Предмет его веры – совершенно другой. Он стремился к единому всеохватному видению; проповедовал не разнообразие, но простоту, не многочисленность уровней сознания, но сведение их к единому уровню: в «Войне и мире» – к стандарту доброго человека, одинокой, стихийной, открытой души; в более позднее время – к крестьянскому стандарту или к простейшей христианской этике, очищенной ото всякой теологии и метафизики; к простому, как бы насущному критерию, при помощи которого можно прямо увязать все на свете и всякую вещь определить через другую, применив к ней одну и ту же простую мерку. Гений Толстого – в таинственной способности точно воспроизводить невоспроизводимое, едва ли не волшебным образом вызывать к жизни совершенную, не переводимую ни на один язык индивидуальность уникального, отчего у читателя рождается острое ощущение, что все это существует, присутствует, а не просто описано. Для этой цели он использует метафоры, в которых фиксируется конкретное качество переживаний, и старательно избегает широких понятий, соотносящих что-то конкретное с близким по смыслу, не замечая индивидуальных различий – «мерцания» чувств – ради общего знаменателя. И этот же самый писатель вдруг требует прямо противоположного, и не просто требует – ударяется в гневную проповедь, особенно в поздней, религиозной фазе свой жизни. Он хочет, чтобы мы отказались от всего, что не подходит под очень общий, очень простой стандарт: скажем – под то, что нравится или не нравится крестьянам, или под евангельские представления о добре.

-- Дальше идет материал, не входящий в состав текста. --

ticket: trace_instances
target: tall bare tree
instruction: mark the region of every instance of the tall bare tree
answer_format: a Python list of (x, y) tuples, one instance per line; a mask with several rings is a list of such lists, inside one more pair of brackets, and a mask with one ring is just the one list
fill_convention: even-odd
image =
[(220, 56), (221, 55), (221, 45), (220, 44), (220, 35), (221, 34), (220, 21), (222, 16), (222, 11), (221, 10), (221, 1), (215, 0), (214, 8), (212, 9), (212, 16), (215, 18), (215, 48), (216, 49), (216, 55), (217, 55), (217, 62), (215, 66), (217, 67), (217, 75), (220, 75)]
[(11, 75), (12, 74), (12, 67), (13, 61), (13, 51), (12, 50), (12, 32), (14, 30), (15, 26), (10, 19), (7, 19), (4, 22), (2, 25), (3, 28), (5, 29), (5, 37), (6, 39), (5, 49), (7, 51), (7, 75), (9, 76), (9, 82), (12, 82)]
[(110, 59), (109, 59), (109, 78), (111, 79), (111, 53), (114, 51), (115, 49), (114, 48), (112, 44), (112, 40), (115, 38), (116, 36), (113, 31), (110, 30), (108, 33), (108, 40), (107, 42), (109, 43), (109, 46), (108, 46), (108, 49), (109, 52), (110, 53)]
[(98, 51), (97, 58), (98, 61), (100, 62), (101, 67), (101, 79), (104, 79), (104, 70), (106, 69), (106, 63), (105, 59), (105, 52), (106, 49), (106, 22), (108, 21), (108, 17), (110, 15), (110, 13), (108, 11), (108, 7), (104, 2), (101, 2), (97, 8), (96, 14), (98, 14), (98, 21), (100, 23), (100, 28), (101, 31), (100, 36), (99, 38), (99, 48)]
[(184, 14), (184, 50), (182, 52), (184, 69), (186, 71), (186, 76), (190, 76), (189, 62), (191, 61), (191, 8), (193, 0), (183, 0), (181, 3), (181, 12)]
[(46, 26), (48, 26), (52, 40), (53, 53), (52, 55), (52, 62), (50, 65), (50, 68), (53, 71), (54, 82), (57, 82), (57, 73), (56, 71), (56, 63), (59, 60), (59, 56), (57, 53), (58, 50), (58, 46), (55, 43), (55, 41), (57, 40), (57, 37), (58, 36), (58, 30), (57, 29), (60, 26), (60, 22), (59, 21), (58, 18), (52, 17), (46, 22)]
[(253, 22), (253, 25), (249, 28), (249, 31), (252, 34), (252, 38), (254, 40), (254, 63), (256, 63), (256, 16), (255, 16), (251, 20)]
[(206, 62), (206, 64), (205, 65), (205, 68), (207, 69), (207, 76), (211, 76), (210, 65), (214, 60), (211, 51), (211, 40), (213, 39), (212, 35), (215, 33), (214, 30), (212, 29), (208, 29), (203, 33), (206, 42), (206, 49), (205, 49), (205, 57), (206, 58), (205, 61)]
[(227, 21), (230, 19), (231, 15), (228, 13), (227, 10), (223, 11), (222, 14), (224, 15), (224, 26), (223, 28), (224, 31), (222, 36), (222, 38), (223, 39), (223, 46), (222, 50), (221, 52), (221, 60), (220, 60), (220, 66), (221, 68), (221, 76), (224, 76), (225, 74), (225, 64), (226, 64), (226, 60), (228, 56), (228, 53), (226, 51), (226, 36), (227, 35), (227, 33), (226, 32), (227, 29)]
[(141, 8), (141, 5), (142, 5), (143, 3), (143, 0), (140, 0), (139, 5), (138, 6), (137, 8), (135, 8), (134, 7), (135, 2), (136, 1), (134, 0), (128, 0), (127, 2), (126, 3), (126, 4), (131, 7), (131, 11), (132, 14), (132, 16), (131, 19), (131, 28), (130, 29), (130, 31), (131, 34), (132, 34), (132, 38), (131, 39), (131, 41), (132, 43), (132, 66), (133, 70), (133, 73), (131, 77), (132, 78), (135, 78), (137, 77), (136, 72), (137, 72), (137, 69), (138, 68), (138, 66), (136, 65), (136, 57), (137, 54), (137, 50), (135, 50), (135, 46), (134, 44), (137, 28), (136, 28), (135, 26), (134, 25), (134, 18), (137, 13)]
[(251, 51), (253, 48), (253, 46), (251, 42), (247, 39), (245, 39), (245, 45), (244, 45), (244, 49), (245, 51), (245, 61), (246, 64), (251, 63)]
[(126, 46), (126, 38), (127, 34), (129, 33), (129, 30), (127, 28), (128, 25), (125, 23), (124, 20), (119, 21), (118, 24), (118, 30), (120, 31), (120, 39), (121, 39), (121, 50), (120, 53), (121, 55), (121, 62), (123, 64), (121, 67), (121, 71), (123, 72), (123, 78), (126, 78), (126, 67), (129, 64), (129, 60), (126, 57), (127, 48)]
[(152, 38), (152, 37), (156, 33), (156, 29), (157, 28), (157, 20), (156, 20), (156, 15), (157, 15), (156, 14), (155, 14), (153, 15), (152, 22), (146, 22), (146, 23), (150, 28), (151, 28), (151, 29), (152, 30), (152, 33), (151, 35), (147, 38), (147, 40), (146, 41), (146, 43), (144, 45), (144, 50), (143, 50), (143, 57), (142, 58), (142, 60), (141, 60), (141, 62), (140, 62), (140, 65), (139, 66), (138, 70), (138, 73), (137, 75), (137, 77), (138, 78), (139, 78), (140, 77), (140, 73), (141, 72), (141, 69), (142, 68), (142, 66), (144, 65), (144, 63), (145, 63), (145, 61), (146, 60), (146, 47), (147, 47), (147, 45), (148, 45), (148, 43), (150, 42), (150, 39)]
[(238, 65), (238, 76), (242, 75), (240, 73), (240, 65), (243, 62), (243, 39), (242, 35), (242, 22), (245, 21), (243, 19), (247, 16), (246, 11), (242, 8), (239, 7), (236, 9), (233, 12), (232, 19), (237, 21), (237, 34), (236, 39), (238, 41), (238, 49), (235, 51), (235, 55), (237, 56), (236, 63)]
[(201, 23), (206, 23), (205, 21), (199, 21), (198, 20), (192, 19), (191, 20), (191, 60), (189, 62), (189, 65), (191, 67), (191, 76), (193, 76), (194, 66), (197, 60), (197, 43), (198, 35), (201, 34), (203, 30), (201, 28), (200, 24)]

Отчаянное противоречие между сведениями, почерпнутыми из опыта, от которых он не мог освободиться и за которыми, конечно, всю свою жизнь признавал первородное право на реальность, и глубоко метафизической убежденностью в существовании системы, в которую они должны укладываться, хочется им того или нет; конфликт между инстинктивным суждением и теоретической убежденностью – между его дарованием и его мнениями – отражает конфликт между реальностью нравственной жизни, с присущими ей ответственностью, радостями, горестями, чувством вины и чувством успеха – все сплошь одни иллюзии, – и законами, царящими надо всем, пусть даже нам доступна лишь ничтожно малая часть знания о них. Ученые и историки, которым кажется, будто они их знают и руководствуются ими, попросту лгут и изворачиваются – но тем не менее только эти законы и реальны. По сравнению с Толстым Гоголь и Достоевский, чью «ненормальность» так часто противопоставляют толстовской «вменяемости», выглядят весьма цельными личностями, с последовательным мировоззрением и внутренне единой системой представлений. Однако именно из этого отчаянного внутреннего конфликта выросла «Война и мир». Великолепное единство этого текста не должно нас обманывать; как только Толстой вспоминает или забывает забыть о том, что и зачем он делает, открывается зияние.

IV

Теории редко рождаются на пустом месте. Следовательно, и вопрос о корнях толстовского видения истории вполне правомерен. Все, что бы Толстой ни писал на эту тему, отмечено явственным отпечатком его личности – первостепенное качество, редкостное среди пишущих на абстрактные темы. В данной области он работал как любитель, а не как профессионал; но давайте вспомним, что он был причастен к миру великих дел, принадлежал к правящему классу своей страны и своей эпохи и прекрасно это понимал. Среда, в которой он вращался, была перенасыщена идеями и теориями. Во время работы над «Войной и миром» он поднял изрядное количество материала (хотя, как показали некоторые русские исследователи[305], не так много, как порой представляется), он много путешествовал и встречался с видными общественными деятелями в Германии и во Франции.

вернуться

305

К примеру, Шкловский и Эйхенбаум, чьи работы уже цитировались выше.